There was one gate. It was open during the day. It was closed at night. People came and went during the light, their business taking them elsewhere. But when dark came, it was shut. People could rest. There was peace.
The older ones, when listened to, told stories of the wall. There were many stories. True ones. Marauders in the night rebuffed. Hungry wolves howling for prey held at bay. Valiant men on the wall, fending off invaders.
“The stuff of legend,” some of the young and learned said. “Embellished stories,” said others. The city annals recorded the events. They were easily confirmed. But few took the time to do so. It is easy to have an opinion. There is nothing required. Just open your mouth. Investigation and confirmation take work. Who wants to do that?
Then an idea was posed. It was bantered for a while among a few but soon among many. The idea, question really, gained traction. “Why have a wall?” they posed. It was restrictive they said. It kept people in. It kept people out. How limiting. How deterring. How off-putting. Besides, new ideas and new ways needed to be explored.
The wall had its day, but that day had passed read the editorials. And what was unthinkable a few years before became conceivable. The question of why do we have a wall gave way to, “When are we getting rid of it?” And then getting rid of it once acted upon, took little time.
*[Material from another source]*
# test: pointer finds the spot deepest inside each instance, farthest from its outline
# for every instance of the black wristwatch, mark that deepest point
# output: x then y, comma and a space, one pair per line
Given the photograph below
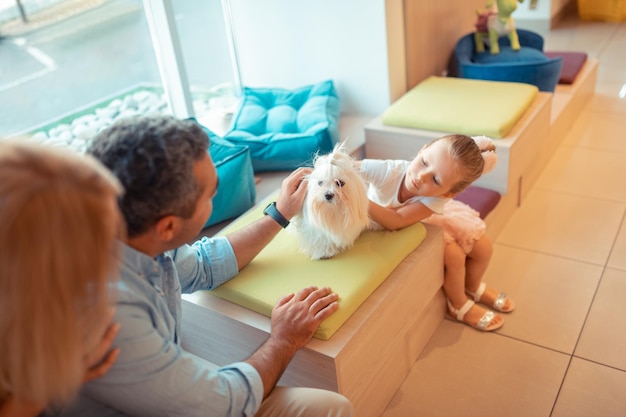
273, 212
Picks and sledgehammers came out. The dismantling had a party feel. It was a source of village pride. Most everyone wanted to knock down some part of the wall. Giddiness abounded as people took their swings.
It was just a matter of time before the once-great wall was gone. There were some remnants here and there. There were places where mortar and stone remained. But a quick sidestep rectified that.
Soon, the village sprawled. People came and went during the light just as they did before. The difference was mostly what went on after dark. Marauders, wolves, and invaders, once rebuffed by the wall, came freely. There were screams in the night. How could there not be? They, however, were mostly drowned out by the party in the street.
The old wall was gone. There was no more restraint. “Each man does what is right in his own eyes,” mumbled an old townsman to himself, remembering the goodness of the former days.
Some wondered if the wall would be rebuilt someday. Maybe. But would there be a village left when they did?